Retaining The Bargaining Chip of Indemnities For Vaccine Companies
Should we legislate to stop a government offering indemnities to vaccine manufacturers?
This was a matter which came before the Senate last week in a private members bill.
Some of the reasons given for the Bill were:
- “Companies work for shareholders first and it is profits that motivate their decision and actions. People should always be put before profits”;
- “Indemnification has created an incentive for risk-taking in the pharmaceutical industry which is not aligned with the fundamental principles of medicine. Where indemnity exists, it is human nature to take larger risks, whether it be a conscious decision or subconscious, the outcomes are poor”; and
- “The pharmaceutical industry has a taste for your money.”
Vivid language for the impressionable mind!
The most amicable and well-meaning of senators championed the cause with a rousing speech. A personal friend of mine adroitly negotiated it behind the scenes. It was a case study in politicking, and even attracted the support of one Libertarian state division.
Then with the support of all but Labor, it went to committee for investigation and so will become news again soon. Yes, the centre-right crossbench attracted the Greens and even Senator Thorpe for a moment.
What is not to love?
Against such a juggernaut of consensus, this simple libertarian fig farmer has his misgivings. Have sympathy for me. It’s in my DNA to search for a principle.
We libertarians are fond of paraphrasing John Stuart Mill’s 1859 Harm Principle with phrases like “live and let live, as long as you don’t harm others.”
We are not so persistent in reminding our parliamentary friends that the Harm Principle requires that we ‘weigh such harms.’
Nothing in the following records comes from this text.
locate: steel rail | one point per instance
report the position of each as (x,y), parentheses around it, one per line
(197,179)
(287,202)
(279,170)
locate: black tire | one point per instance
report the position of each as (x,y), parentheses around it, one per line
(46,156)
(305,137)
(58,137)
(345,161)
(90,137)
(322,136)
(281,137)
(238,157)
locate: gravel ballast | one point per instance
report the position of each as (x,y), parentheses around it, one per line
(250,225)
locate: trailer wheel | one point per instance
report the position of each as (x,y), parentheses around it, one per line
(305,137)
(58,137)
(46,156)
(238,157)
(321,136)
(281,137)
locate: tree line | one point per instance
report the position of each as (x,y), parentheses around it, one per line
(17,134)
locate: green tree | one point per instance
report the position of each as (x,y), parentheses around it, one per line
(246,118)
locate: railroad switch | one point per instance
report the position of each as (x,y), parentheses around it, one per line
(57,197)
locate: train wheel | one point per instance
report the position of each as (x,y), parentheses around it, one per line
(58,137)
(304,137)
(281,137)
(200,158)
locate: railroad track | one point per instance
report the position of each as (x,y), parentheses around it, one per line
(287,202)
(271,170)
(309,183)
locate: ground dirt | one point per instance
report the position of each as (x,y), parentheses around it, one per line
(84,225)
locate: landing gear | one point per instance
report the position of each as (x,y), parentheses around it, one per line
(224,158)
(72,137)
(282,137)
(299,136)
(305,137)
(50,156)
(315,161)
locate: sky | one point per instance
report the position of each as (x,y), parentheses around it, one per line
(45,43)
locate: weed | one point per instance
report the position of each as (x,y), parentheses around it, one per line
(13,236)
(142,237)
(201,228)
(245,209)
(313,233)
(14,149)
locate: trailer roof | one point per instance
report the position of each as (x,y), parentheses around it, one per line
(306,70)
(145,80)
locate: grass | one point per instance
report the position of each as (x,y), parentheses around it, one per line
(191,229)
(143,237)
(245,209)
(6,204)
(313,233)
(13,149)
The great horror of the last 3 years was that our leaders did not do this. Ignore psychological damage to infant school children plastered with a mask. Ignore the cheap, unhealthy food on the dinner table of a family with dual incomes lost to mandates. Ignore the evaporated life savings of ‘non-essential’ small business owners. Ignore the suicides and mental health flair-ups caused by lockdowns. Ignore the business collapses.
It was one flu-like covid-19 harm, all other harms be damned!
One must weigh the harms.
The problem with the Bill is that it applies a blanket ban and fails to weigh harms.
Just say the next virus is more potent. Let’s say it’s Ebola or something with a 50% mortality rate!
In the end, we need politicians who apply John Stuart Mill’s On Liberty in full. Live and let live as long as you don’t harm others. When there are competing harms, weigh them and choose the least harmful option.
I want our government to have the same commercial tool as any private sector party. Indemnification, or the transfer of risk, is used by outdoor adventure operators, mining equipment hire companies, and many others. Why ban the government?
As a libertarian, I prefer my government to be able to transact like the private sector.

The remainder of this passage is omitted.